# Puppy Mill Pups & Behavior Problems



## Ladysmom (Oct 19, 2004)

Here's a link to some really good articles written by an animal behaviorist explaining why pet shop/puppy mill puppies can be hard to housebreak, socialize and have temperament problems.

http://www.badgerkennelclub.com/puppy_mills.htm


----------



## k/c mom (Oct 9, 2004)

That is one of the most informative articles I've ever read. Excellent!! I went ahead and copied and pasted as it teaches too much not to be read by everyone.

*How can I find a responsible breeder or rescue organization?*

So where does one look for a puppy or adult dog? An excellent site, the Dog Owner's Guide, offers help with finding a dog by discussing the pros and cons of the various sources for obtaining a puppy including a section on rescue organizations.

Is this breeder reputable?
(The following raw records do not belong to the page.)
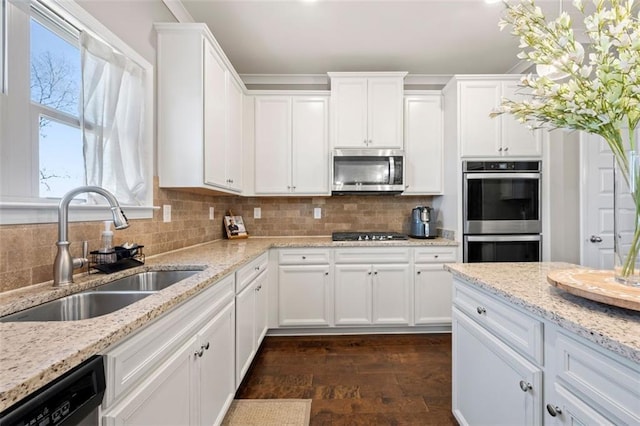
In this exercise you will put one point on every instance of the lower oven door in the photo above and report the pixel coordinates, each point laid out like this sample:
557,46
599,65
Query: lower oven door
502,248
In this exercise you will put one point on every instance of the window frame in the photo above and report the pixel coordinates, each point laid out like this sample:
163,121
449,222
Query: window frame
30,208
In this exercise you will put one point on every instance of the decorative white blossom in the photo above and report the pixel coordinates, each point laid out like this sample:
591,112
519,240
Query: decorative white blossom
593,87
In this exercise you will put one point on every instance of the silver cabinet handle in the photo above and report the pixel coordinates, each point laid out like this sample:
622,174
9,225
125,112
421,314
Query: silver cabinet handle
525,386
553,410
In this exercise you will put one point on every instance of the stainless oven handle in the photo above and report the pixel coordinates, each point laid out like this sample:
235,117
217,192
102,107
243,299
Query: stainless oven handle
502,238
392,170
502,175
How do you find a responsible breeder or rescue organization? Locating responsible breeders and rescue contacts can be difficult. You won't often read their ads in the local newspaper, nor will you see their puppies at a pet store. But don't get discouraged, you've already come a long way!
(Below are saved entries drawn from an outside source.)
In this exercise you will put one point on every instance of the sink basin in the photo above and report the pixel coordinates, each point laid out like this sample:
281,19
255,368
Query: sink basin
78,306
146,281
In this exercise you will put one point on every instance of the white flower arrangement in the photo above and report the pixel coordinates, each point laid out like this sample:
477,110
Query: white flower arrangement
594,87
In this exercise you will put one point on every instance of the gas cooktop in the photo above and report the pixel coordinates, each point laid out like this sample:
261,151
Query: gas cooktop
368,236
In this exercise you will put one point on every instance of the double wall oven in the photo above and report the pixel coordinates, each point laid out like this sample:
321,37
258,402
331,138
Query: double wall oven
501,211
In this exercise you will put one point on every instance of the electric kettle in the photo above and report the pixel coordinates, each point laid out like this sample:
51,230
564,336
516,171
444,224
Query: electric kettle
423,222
An all-breed club like the Badger Kennel Club can be an excellent resource for referrals to responsible breeders and rescue contacts. Other dog owners (of the breed you're fancying), veterinarians, purebred dog registries, such as the American Kennel Club (AKC), United Kennel Club (UKC), and American Rare Breed Association (ARBA) can also be good starting points. Acme Pet offers some additional tips on choosing a quality dog breeder. And Club member, Sheryl Bolton, offers several signs of a responsible breeder and possible signs for concern.

*About the author:*

Sharon Savage earned her M.S. in Zoology/Animal Behavior from the University of Wisconsin, and currently lives and works in England.  From 1996-99, she ran K-9 Behavioral Solutions, providing in-home dog behavior counseling and classes to over 700 clients in Wisconsin and surrounding states. She has two dogs:  Piper, a Jack Russell Terrier, and Dagger, an Australian Cattle Dog.


----------



## saltymalty (Sep 14, 2004)

Marj, as always, you are a wonderful resource.


----------